James Caldwell Willson (April 28, 1833 – August 29, 1912) was a Michigan politician.

==Early life==
On April 28, 1833, Willson was born in Fitzroy Harbour, Upper Canada. Going to New York, he attended a district school and taught for a year. Moving on to Olean, New York, he was involved in making daguerreotypes. In the fall of 1855, Willson move to Ann Arbor to study at the University of Michigan medical department. In 1857, he started practicing medicine in the office of R. D. Lamond in Flint.
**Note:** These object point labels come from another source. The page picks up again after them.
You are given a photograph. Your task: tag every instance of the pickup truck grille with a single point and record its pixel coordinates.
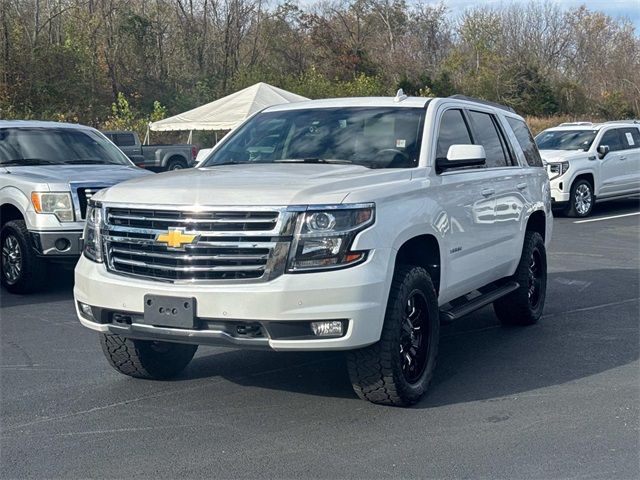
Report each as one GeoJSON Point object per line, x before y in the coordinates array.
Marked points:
{"type": "Point", "coordinates": [220, 246]}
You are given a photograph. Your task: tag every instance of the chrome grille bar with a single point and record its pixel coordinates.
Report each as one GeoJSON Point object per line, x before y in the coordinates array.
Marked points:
{"type": "Point", "coordinates": [231, 245]}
Returning in 1858 to the University, Willson graduated in 1859 with a Doctor of Medicine degree. Back in Flint, he joined his cousin's, Dr. George B. Willson, practice. He serve as a Union Army major in the American Civil War. In 1861, he was a surgeon to the Tenth Michigan Infantry. Willson was transfer to the Eight Michigan Infantry. He was honorable discharged in March 1863 because of ill health. On May 18, 1865, he married Rhoda Crapo, daughter of Governor Henry H. Crapo. That same year, he was sent to Washington, D.C., as the appointed Michigan military agent. Willson joined and was active in two Civil War organizations: the Grand Army of the Republic and the Loyal Legion. On the death of Henry Crapo, the Willsons moved into the Crapo Mansion in Flint at First and Clifford (now Wallenberg Street) Streets, now known as Willson Park and part of the University of Michigan–Flint Campus.

==Political life==
He was elected as the twentieth mayor of the City of Flint in 1879 serving a 1-year term. Additional, from 1881 to 1884, Willson served on the City of Flint School Board. As a trustee for the Michigan School for the Deaf, Willson served a six-year term.

==Post-political life==
Willson became involved in businesses serving as Flint Gas Company's and Genesee County Savings Bank's president. His wife died on May 8, 1907, and buried in Glenwood Cemetery.

James C. Willson died in Flint on August 29, 1912.